Monday, January 28, 2008

Weekend networking

Finally I got a dedicated line internet connection installed back home after what felt like extremely tedious and very long three weeks of application, call center talks, complaints and repairs. I had discontinued the same service(You Telecom) some time back due to same problems. But when I felt an urge for it on weekend trips to home, there was no other option available even after a year. I really wanted to give a try to Airtel connection this time. But anyways, the 'broadband' connection is up and giving a 15kbps download speed (out of expected 192kbps).

The cable modem I got with has two ports, one for ethernet cable and other for usb. When I asked their engineer if I can use these two lines to connect two machines at a time, he denied and said it would need a router. That didn't answer my curiosity about two lines and I gave it a try. My Fedora 8 machine picked up an IP which is strangely not belonging to the modem's network.
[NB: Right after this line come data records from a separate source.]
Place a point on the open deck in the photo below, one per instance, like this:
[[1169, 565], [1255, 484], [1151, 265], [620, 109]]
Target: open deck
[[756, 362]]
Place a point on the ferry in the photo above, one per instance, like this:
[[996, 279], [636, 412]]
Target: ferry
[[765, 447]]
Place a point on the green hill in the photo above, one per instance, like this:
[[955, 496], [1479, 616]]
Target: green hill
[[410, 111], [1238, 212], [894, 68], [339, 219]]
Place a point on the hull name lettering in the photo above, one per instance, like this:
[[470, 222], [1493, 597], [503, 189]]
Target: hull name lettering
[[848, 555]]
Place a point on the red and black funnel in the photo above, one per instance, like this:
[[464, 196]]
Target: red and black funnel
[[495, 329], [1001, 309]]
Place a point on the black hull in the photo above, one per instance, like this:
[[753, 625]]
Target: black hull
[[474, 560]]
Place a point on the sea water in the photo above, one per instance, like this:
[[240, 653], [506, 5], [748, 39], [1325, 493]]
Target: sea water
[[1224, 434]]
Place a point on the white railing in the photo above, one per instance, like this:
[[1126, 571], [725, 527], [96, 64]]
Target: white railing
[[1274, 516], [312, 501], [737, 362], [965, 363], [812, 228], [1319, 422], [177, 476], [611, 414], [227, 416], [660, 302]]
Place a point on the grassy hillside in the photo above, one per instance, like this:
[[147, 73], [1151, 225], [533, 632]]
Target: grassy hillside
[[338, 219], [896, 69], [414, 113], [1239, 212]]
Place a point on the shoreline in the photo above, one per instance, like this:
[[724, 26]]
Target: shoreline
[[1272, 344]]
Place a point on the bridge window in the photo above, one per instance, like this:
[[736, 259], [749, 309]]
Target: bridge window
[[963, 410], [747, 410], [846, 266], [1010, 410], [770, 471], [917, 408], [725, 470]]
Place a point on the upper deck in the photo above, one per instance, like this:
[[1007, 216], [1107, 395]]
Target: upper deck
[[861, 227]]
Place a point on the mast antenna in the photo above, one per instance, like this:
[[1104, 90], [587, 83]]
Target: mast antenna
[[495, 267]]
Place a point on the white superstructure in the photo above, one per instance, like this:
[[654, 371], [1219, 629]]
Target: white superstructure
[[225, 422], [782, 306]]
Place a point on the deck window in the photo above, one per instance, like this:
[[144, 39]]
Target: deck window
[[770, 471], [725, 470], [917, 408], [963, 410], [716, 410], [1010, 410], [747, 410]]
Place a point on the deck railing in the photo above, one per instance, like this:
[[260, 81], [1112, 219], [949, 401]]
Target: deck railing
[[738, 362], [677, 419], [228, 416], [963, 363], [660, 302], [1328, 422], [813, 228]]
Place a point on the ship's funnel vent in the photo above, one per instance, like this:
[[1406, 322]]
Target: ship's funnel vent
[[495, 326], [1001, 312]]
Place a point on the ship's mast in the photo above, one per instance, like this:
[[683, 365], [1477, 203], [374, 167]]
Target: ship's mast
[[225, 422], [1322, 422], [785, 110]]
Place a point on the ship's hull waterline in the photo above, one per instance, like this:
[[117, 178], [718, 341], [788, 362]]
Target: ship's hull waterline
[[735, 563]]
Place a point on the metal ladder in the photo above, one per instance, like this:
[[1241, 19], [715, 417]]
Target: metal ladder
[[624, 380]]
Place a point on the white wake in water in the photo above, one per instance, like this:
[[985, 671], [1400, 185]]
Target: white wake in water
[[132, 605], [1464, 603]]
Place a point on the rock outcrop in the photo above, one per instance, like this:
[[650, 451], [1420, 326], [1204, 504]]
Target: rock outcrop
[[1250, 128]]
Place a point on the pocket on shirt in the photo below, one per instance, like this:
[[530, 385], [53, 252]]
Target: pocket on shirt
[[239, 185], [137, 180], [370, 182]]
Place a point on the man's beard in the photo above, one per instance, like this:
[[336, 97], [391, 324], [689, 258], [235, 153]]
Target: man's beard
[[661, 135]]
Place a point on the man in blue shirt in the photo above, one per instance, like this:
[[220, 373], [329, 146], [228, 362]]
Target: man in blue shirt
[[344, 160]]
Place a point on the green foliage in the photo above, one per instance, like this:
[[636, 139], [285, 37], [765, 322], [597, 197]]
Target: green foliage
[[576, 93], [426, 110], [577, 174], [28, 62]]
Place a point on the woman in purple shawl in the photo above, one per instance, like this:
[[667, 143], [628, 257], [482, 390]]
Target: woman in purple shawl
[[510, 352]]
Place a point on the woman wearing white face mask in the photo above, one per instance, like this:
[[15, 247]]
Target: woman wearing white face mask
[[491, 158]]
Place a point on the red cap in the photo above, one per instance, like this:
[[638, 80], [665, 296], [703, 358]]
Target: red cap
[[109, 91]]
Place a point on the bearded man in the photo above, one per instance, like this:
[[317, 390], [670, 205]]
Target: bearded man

But after setting up the pppoe connection I could ping one of the servers. Still it did not connect to any other site. Looked like a DNS problem. Not sure if it was a problem with my NetworkManager or it was the server side. But I had to configure the DNS manually. Finally both my machines are connected using single modem without router, contradictory to the service provider's engineer.

But the real problem started thereafter. The very reason I tried all the tricks to get my f8 machine connected was to use the vpn configured on it. For no obvious reason than having a bad luck day, my vpnc kept on complaining "no response from target". After getting a helping hand from some of the online sysadmin friends and googling about it I got to a conclusion that it is most likely a problem from ISP side. They have blocked the VPN!

Now why would an ISP block VPN connections? Why don't they want me to work for my office from home? Are they getting any kind of business model out of it? You will have to pay extra if you want to use our network for business work. In fact hotels, cyber cafes etc. can also block such services and release them under a name of VAS to earn some extra pennies.

I am not sure if my ISP has such plans but I certainly have a plan to call them next morning.

Prior to all these, yesterday I learned on slashdot that one of the largest telecom company in India is planning to setup a massive WiMax connectivity over some cities. Now that wimax is all fine and a free Wifi is still a dream, what I really wait for is a 3G service. Last time I heard about it was, it got stuck due to politics over license between government telecom companies and private ones. Whatever it was, I am more curious to use the Video Calling feature on my cell phone.